Los pliegues de carne se volvieron con agitación, hasta ser una cara de nuevo.

–Lehman es Gabriela Lehman, la admiradora alemana que salvó a Popov de morir en la calle. A Popov tampoco lo conoces, ¿no?

–No me suena.

-El mejor payaso de la Unión Soviética. Su padre trabajaba en la Segunda Fábrica de Relojes de Moscú y lo acusaron de intentar matar a Stalin con un reloj-bomba. Se pudrió en la cárcel y él entró al circo porque eran los que tenían las mejores cartillas de racionamiento. Se convirtió en una leyenda. Aquí hacemos su famoso número con el perro. Lo enterraron vestido de payaso.

– ¿Al perro?

–No has estudiado mucho sobre circos para venir a uno.

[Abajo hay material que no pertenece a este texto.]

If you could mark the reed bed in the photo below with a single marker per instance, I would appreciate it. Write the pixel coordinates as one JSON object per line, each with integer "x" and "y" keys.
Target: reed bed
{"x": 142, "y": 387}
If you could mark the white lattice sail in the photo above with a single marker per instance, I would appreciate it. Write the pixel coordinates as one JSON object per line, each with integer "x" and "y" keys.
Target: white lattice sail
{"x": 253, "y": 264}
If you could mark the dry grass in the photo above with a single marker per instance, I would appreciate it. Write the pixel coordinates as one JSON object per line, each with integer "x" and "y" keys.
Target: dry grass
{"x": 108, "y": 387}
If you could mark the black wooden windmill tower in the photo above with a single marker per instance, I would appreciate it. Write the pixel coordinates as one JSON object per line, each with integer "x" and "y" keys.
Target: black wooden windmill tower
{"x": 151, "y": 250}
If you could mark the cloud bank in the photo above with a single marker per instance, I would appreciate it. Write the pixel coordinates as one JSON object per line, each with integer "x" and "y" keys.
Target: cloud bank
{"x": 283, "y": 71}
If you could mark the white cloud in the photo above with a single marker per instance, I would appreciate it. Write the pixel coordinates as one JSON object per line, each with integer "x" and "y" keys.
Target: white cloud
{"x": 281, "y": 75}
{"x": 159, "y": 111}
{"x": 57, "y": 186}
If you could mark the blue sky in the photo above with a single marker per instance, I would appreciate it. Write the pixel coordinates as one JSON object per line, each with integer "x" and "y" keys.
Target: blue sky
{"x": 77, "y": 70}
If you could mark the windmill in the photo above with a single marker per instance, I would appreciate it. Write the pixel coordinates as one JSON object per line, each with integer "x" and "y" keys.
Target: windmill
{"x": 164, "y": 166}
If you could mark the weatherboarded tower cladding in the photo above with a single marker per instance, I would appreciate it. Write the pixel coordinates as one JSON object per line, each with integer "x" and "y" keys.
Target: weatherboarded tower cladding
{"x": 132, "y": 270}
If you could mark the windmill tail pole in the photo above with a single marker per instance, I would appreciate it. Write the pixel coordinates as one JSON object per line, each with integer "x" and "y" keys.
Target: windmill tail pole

No había estudiado mucho sobre nada.

–Amin te traerá luego a los chavales y le echará un vistazo a los grifos, creo que alguno no funcionaba.

– ¿Amin se encarga de los niños?

– Amin se encarga de los animales. Los niños se encargan de ellos mismos.

El aula se llenó esa tarde: dos pequeños de cuatro años, con sendos coches de plástico como material escolar; un chico de nueve, orejón y con las pestañas rubias, que se pavoneaba de saber hacer divisiones con tres cifras; dos hermanas de doce y trece años, vestidas idénticas, y una chica de dieciséis, alta y con una melena negra hasta los riñones que miraba impaciente el reloj del móvil, martilleándolo con sus largas uñas de unicornio.

–Profesora, la función empieza en cuarenta y cinco minutos.

Miré los papeles que me habían hecho llegar desde la Consejería, donde se explicaba la metodología que seguiríamos al converger edades tan dispares en ese espacio insólito. En los márgenes, unas notas a lápiz que había hecho por la mañana apoyada en el salpicadero, donde contaba quién era yo, qué material necesitaba, qué esperaba de ellos.

–Vale. Pues nos vemos aquí todos los días de nueve a tres. Ya podéis iros.

Las hermanas no-gemelas agarraron a los enanos y salieron dando brincos. La mayor meneó la cabeza y se fue con cara de fiasco. Conocía esa mirada: es la decepción que causamos los adultos.

 

No fui a ver el espectáculo: no quería saber de qué eran capaces esas personas hasta que no me las cruzara y hablara con ellas. De lo contrario me sentaría en el comedor con la acróbata de las anillas que se elevan sobre el público y no dejaría de mirar esas poderosas ingles, de imaginar qué podría hacer con ellas. O coincidiría con el maestro de ceremonias, un deslucido payaso que por arte de la meritocracia comienza el show como mendigo y termina de banquero de chichinabo, y empezaría a odiarlo sin remedio, como aborrezco a todo aquel que vive con una ilusión desmedida su trabajo. Me quedé fumando en la puerta del camión-escuela-casa, con la maleta sin deshacer por la desconfianza hacia mi persona, hasta que la función terminó, el escaso público brotó de la carpa camino a casa y solo quedaron las luces del resto de caravanas y el rugido de los generadores.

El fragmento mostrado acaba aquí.